Na atual pandemia sanitária do Covid 19 os portugueses viram-se forçados ao confinamento social, laboral e, especialmente, nas matérias dos direitos, liberdade e garantias, sob a vigência do Estado de Emergência depararam-se com as mais variadas restrições e limitações de movimentos e circulação.
Segundo o artigo 19.º da Constituição da República Portuguesa - da “Suspensão do exercício de direitos” -, o Governo e o Presidente da República “não podem, conjunta ou separadamente, suspender o exercício dos direitos, liberdades e garantias, salvo em caso de estado de sítio ou de estado de emergência, declarados na forma prevista na Constituição”.

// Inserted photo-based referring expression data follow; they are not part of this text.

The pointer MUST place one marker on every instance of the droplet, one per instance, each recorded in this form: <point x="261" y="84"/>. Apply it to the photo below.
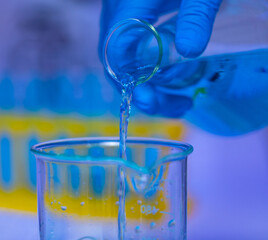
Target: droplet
<point x="63" y="208"/>
<point x="137" y="229"/>
<point x="171" y="223"/>
<point x="152" y="225"/>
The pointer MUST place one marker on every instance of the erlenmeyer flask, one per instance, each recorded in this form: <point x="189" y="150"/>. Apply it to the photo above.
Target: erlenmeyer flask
<point x="228" y="83"/>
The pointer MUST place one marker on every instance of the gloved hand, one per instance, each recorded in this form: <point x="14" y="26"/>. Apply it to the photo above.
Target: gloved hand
<point x="194" y="25"/>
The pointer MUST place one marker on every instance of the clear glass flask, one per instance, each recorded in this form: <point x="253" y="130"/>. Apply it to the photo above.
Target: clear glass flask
<point x="228" y="83"/>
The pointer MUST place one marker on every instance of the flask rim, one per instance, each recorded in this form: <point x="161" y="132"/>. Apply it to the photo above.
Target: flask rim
<point x="121" y="24"/>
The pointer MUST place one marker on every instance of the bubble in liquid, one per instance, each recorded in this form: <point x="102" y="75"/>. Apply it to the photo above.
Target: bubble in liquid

Ou seja, somente e com a prévia declaração do Estado de Emergência pela Assembleia da República, segundo o artigo 19.º da CRP, nos termos, condições e limites da Lei n.º 44/86, de 30 de Setembro, é que os cidadãos podem ver os seus movimentos cerceados por banda do Estado e das forças policiais.
Outrossim, tem jurídica e legalmente de se perguntar, com que base e fundamentos jurídicos, no presente momento, por uma mera declaração de Estado de Calamidade - da Lei n.º 27/2006, de 3 de Julho, que aprova a Lei de Bases da Proteção Civil -, portanto que serve apenas e tão-somente para enquadrar atuações da Prevenção Civil, em matérias de acidentes, catástrofes e outros eventos anormais de âmbito local ou regional, as polícias se podem arrogar dos poderes de restrição dos movimentos e liberdades de pessoas e mercadorias, confinem idosos à força em casa, e até mesmo detenham pessoas na via pública sob o pretexto da prática de pretensos ilícitos penais de Crimes de Desobediência?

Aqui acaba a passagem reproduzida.